For the spices…I started with the sweet: two squeezes (about 2 tbsp) of the chocolate syrup, then gradually added spices to the balance, tasting as I go. An important tip when working with dry spices…they will get more intense as they simmer in the pot. As you’re tasting, stop a little short of where you think you should be, wait several minutes for the flavor to cook in, then taste again before you add more. The recipe says use enough curry powder “to sting”, so I added that first. At 1 tablespoon, it wasn’t quite stinging yet, but it was definitely tasting like curry powder. I only have whole cloves, so I ground a few together with a few peppercorns, added 1/4 teaspoon, tasted, and decided that was plenty…cloves are quite strong. I do want my chili to actually taste like chili, so I started the chili powder at 1 tablespoon and went up to a total of 1 and 2/3rds tablespoons (5 teaspoons). And 1/2 teaspoon cayenne to start…the hot curry powder is only about medium hot, and so is the chili powder, so most of the hard kick kick is going to be in the cayenne (note that my cayenne is definitely not fresh and likely a bit less potent).

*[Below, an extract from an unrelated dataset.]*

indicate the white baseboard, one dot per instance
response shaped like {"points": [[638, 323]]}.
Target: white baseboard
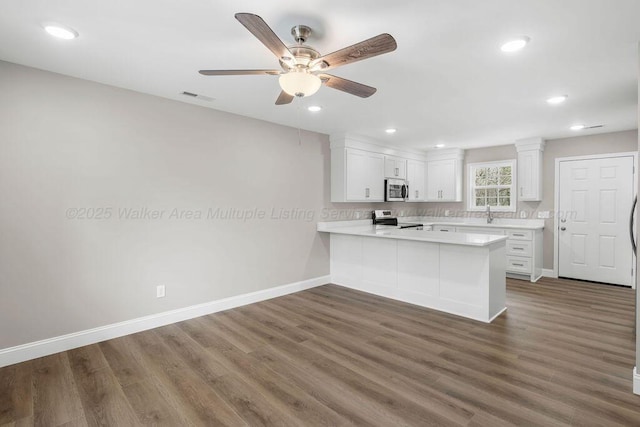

This is definitely different…and definitely not bad. I suspect the David Gerrold Original would be spicier. It manages not to taste like curry, but not entirely like traditional chili either…it’s as if chili con carne was re-interpreted by a cook from Medieval Europe with access to a rich person’s spice cupboard. The beets and mushrooms mostly disappear into the dish…the texture is there, and the flavor would probably be noticed if they were missing, but if you don’t tell anyone they’re they’re there, they won’t be remarked on. And the bits of sirloin steak are super tasty and super tender and not at all dry or stringy for being long-cooked. (I considered stew meat for this, but I’m glad I didn’t go that route.)

The chili, in a bowl, topped with shredded cheddar, sour cream and tomatoes.

In fact, the more I eat of this, the more I like it. Ok, David, your alien chili has won this round. My ideology has been subverted, at least as far as chili is concerned.